Amelie’s head went down on her desk. Lily rested her hand on the child’s hair. “It came to me too, but I survived. I was five.” She glanced at Pierre. “What this means is that I can never get yellow fever.”

She couldn’t sit still. A few strides took her to the blackboard and she wrote i-m-m-u-n-e in big letters. “Immune. This means I can never get yellow fever.”

“If it comes to the territory, you’ll be safe,” Luella said.

Lily couldn’t help her smile, and it relieved her heart. “Yes! Of course, yellow fever doesn’t come here.” She sat down among her children again. “None of you need to fear it.”

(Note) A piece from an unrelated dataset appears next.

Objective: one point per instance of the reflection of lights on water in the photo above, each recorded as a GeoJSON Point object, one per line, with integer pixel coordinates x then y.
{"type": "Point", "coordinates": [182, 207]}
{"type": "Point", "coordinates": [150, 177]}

“What happened then?” a voice asked from the corner.

The children looked around in surprise and relaxed to see Pierre.

For a small moment, she wanted to be angry with him for forcing more of the story, but it passed; he was right. Besides, Nick wanted her to explain someone like the man last night.

“My father and I went to England, where I shivered in the cold and cried because I wanted to go home,” she told her little audience. “My Uncle Niles sent me to a very nice school nearby and saw that I had beautiful clothes.” She sighed. “But I didn’t look like the other girls and they made fun of me. Called me names, like that man last night. I tried to ignore them, but it hurt.” She glanced over her shoulder at the word on the blackboard. “
Immune
means to be protected from something. We are never immune from hurtful words, so it’s best never to say them in the first place.”

“If I see him again, I will fight him,” Nick said, barely suppressing his anger.

She touched both his hands that were balled into fists on his desk. “No.” She felt her face grow warm. “I have plenty of champions. All I need you to do is study and learn and promise me that you will never say hurtful things about people’s color.”

The boy held out his arm and rolled up his shirt sleeve. He looked at her, and she unfastened the little mother of pearl buttons at her wrist. She pushed up her sleeve and turned her forearm up, too, next to his.

“You’re not much darker than I am, not at all,” Nick said. He watched her face, and Lily could see what a fine-looking man he would be someday. “I think Luella is whiter than we are.”

The little girl rolled up her sleeve and moved closer. “True,” she said, “but you know, I’m not really white, not like teeth or snow.”

“What are we then?” Lily asked, loving these children in the Temple of Education with all her heart.

The children looked at their arms. “Maybe beige,” Amelie suggested. She glanced back at the Indian. “Mr. Fontaine, what do you think?”

Pierre rolled up his flannel sleeve. “I am a little lighter than Miss Carteret. My mother was Lakota and my father was a French fur trader, with maybe a little Ojibwa.” He rolled his sleeve down. “You are beige. Miss Carteret and I will be tan like a buffalo hide. This one.” He pointed to the winter count with its spiral and colorful figures.

What a perfect change of subject
, Lily thought with admiration. She rolled down her sleeve and had Chantal fasten the two buttons at her wrist.

“Mr. Fontaine is here to tell us about winter count,” Lily said. “We can make our own, because I think he found some canvas.”

“Jack Sinclair found it,” Pierre said. He opened a stiff, vividly painted hide shaped roughly like a box, but flat. “This is
parfleche
, Miss Carteret. I store things here.” He pulled out five squares of canvas, each about the length of a yardstick. “One for you too.”